Just who are these people who say there's nothing more you can do with the Spectrum? Panda pooh. The Last Ninja 2 is as good a game as I've seen on any computer, and all the colours and sampled sound effects in the world wouldn't alter the fact that the Spectrum version is wonderfully playable and looks fab.

Last Ninja 2, you say? What happened to Last Ninja 1? Apparently, it was a bit of a bish and System 3 wisely decided not to market the Spectrum version, though it was a hit on the Commodore 64. There's a chance that LN1 will appear on the Spectrum now that they've sorted out the problems.

LN1 was a fighting/strategy game set in ancient Japan, in which Mr Ninja took on the evil warlord Kunitoki. Last Ninja 2 looks very much the same, with a large playing area in the top left of the screen, and displays of your current weapon or object, timer, score and fighting strength. There's a choice of joystick control modes - normal, directional, and so on - so you can choose the one with which you feel most comfortable. Options include a variety of fighting moves such as punches, kicks, ducks and leaps, and you can also pick up and use objects, selecting the current object with the keyboard.

Last Ninja 2

What's changed is the setting; instead of ancient Japan, you are now plonked in the rough-and-tumble of modern New York, transported through time to take out the evil Kunitoki, well-known ninja-slaughterer and stealer of Orbs of Power.

The first thing you'll notice is that the backgrounds and characters are fantastically detailed and realistic.
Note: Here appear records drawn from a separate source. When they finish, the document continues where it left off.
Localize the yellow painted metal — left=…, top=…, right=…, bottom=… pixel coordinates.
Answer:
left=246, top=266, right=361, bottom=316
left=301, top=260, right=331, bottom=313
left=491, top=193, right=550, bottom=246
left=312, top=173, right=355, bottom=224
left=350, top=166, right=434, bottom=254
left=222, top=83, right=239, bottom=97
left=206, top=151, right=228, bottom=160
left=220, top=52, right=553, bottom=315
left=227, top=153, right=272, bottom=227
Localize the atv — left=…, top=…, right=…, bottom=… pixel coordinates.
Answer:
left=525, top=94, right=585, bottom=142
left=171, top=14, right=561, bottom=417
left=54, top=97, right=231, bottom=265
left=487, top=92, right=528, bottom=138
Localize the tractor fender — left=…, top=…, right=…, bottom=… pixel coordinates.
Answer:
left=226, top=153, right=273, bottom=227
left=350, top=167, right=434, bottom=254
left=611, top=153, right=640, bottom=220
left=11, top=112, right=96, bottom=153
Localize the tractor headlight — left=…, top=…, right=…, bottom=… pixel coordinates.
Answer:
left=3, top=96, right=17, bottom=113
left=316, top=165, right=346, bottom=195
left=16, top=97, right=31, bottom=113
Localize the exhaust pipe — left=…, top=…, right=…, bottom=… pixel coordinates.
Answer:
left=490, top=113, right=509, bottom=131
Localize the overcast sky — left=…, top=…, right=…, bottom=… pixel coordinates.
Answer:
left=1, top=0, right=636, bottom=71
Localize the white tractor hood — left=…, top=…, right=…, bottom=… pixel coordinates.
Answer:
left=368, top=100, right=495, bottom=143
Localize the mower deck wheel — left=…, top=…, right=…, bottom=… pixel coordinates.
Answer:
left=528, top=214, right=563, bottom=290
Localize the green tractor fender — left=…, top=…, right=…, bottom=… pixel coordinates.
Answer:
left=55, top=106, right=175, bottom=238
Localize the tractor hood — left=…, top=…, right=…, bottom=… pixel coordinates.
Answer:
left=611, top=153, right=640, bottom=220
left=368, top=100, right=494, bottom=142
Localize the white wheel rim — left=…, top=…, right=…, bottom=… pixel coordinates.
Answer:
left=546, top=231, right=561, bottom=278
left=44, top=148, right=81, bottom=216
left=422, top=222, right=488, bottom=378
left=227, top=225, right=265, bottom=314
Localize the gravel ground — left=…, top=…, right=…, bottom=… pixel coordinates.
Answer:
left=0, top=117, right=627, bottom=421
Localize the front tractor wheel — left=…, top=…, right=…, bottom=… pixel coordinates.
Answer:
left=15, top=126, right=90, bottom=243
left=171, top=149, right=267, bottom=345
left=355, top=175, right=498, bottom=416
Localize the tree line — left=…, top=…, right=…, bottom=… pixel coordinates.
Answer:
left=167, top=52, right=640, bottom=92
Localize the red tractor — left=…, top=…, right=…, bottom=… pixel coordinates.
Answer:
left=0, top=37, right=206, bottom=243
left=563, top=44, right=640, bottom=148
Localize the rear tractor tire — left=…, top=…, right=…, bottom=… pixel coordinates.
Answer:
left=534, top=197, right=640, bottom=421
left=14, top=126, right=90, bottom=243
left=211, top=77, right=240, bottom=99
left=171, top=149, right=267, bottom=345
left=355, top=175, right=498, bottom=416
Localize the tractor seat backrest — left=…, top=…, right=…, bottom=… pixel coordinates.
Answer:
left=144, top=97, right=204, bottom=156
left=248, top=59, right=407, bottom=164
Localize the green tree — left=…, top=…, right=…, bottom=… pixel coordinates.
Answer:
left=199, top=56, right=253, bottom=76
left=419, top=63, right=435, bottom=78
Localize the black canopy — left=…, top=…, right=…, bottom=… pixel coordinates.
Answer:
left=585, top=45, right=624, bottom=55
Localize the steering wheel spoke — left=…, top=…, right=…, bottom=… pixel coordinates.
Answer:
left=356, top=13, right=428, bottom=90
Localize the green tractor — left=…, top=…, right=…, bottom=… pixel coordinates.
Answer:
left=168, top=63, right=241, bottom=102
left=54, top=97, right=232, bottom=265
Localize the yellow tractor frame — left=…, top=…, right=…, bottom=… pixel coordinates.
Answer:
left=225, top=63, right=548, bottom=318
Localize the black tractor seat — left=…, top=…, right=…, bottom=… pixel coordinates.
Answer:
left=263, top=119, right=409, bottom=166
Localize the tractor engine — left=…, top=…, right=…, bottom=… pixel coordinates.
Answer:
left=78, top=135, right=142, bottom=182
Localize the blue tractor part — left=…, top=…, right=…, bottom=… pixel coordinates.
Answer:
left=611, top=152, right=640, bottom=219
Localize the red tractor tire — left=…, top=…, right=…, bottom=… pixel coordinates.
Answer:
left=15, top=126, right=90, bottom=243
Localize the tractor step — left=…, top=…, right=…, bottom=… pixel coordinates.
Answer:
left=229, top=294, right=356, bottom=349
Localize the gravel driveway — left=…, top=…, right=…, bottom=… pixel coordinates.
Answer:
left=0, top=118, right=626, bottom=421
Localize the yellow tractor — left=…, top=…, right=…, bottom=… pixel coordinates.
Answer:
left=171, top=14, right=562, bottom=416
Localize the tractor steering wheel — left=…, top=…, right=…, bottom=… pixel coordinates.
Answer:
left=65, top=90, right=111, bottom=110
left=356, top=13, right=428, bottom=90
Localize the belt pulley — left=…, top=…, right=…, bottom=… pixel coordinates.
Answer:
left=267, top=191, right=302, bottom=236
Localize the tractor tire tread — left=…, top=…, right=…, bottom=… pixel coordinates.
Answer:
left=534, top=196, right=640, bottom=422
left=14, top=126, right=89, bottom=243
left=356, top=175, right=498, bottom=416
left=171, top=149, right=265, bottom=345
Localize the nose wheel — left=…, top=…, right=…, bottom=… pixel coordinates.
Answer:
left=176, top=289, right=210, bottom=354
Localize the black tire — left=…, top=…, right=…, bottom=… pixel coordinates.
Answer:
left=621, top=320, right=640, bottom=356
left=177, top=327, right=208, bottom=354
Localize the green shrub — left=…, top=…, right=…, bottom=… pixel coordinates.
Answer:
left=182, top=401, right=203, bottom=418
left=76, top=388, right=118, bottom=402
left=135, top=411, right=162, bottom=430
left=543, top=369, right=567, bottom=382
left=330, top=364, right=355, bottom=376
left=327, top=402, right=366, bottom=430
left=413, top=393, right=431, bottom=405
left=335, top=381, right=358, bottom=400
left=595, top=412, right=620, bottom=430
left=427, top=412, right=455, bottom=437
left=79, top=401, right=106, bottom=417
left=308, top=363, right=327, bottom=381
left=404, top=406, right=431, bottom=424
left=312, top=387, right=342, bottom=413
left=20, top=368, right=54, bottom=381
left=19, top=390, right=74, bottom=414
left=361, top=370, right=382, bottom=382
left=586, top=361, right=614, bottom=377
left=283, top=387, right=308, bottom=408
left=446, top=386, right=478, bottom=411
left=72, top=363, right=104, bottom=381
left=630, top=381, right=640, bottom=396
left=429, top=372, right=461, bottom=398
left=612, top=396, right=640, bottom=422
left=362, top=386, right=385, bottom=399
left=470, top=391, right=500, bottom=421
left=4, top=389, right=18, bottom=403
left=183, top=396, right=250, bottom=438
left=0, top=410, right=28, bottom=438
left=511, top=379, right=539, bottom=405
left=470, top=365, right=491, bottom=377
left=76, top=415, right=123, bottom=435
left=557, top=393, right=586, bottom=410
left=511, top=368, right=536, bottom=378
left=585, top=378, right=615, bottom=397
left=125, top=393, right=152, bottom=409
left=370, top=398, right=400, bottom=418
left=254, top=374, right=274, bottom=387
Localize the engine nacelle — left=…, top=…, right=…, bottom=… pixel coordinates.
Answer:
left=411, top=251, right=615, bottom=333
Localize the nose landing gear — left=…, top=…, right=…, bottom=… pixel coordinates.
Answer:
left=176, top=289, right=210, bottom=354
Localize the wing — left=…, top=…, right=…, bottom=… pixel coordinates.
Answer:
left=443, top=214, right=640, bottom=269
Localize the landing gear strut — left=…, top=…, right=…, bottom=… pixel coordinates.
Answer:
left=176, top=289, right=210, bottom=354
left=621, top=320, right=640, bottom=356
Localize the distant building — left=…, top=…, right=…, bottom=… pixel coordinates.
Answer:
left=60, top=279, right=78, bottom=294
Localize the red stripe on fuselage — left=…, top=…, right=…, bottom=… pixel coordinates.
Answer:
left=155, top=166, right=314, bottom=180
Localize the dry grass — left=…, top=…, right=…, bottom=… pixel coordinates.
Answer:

You start off in Central Park, complete with bandstand, park benches, fences, trees, paths, lakes, streams; it's all there. It's a multi-load game, with 16 or 17 screens for each of the five loads, so that's lots of screens.

Your ninja character is excellently animated, and because all the graphics are monochrome there's no problem with colour clashes. The game combines fighting and puzzle-solving, so while it's good fun to kick senseless the guards, punks and corrupt cops who attack you on the way, a major element is working out how to find and use objects. How, for instance, do you kill the giant crocodile in the sewer? Could it be something to do with the bottle? Can a chicken really save you from a black panther? Where do you find extra food? And just how does that pole help you to cross a stream?

Last Ninja 2

Your eventual aim is to find Kunitoki and reclaim the stolen Orb of Power. Since he has set himself up as overlord of a drugs empire, this involves you fighting your way through the park, the sleazy backstreets of NY, the sewers, a drugs factory, and Kunitoki's gothic headquarters. If you find the end point of each level - usually an obvious door or other exit - a menu comes up asking you if you want to load the next stage. Usually, but not always, any objects you find relate to a puzzle in the same stage. However, some relate to later levels, so before you move on, make sure you have found everything there is to be found.

Clear? Though there are no sound effects, this doesn't really detract from the game. There is a theme tune which plays in pause mode.

Last Ninja 2 is a massive game with massive packaging; a huge box, a 64-page novella/manual packed with juicy clues, and loads of ninja-style novelties. Considering the derivative dross some companies are churning out at £9.95, it's a bargain even at £12.99, because it will keep you playing for months. Even if you complete the game, you can play again trying to get a higher score - read our little boxes for some handy hints.

Last Ninja 2

Programmer Mev Dinc, he of Gerry the Germ, Prodigy and Knightmare has done a superlative job. Gary Thornton's graphics are excellent, and even in 48K mode the music of Brian Marshall is catchy and entertaining. Buy this game or a big Japanese will poke you in the eye.

Label: System 3 Author: Mev Dinc Price: £12.99 Memory: 48K/128K Joystick: various Reviewer: Chris Jenkins

Overall Summary

Huge, wonderful, unmissable martial arts graphic adventure.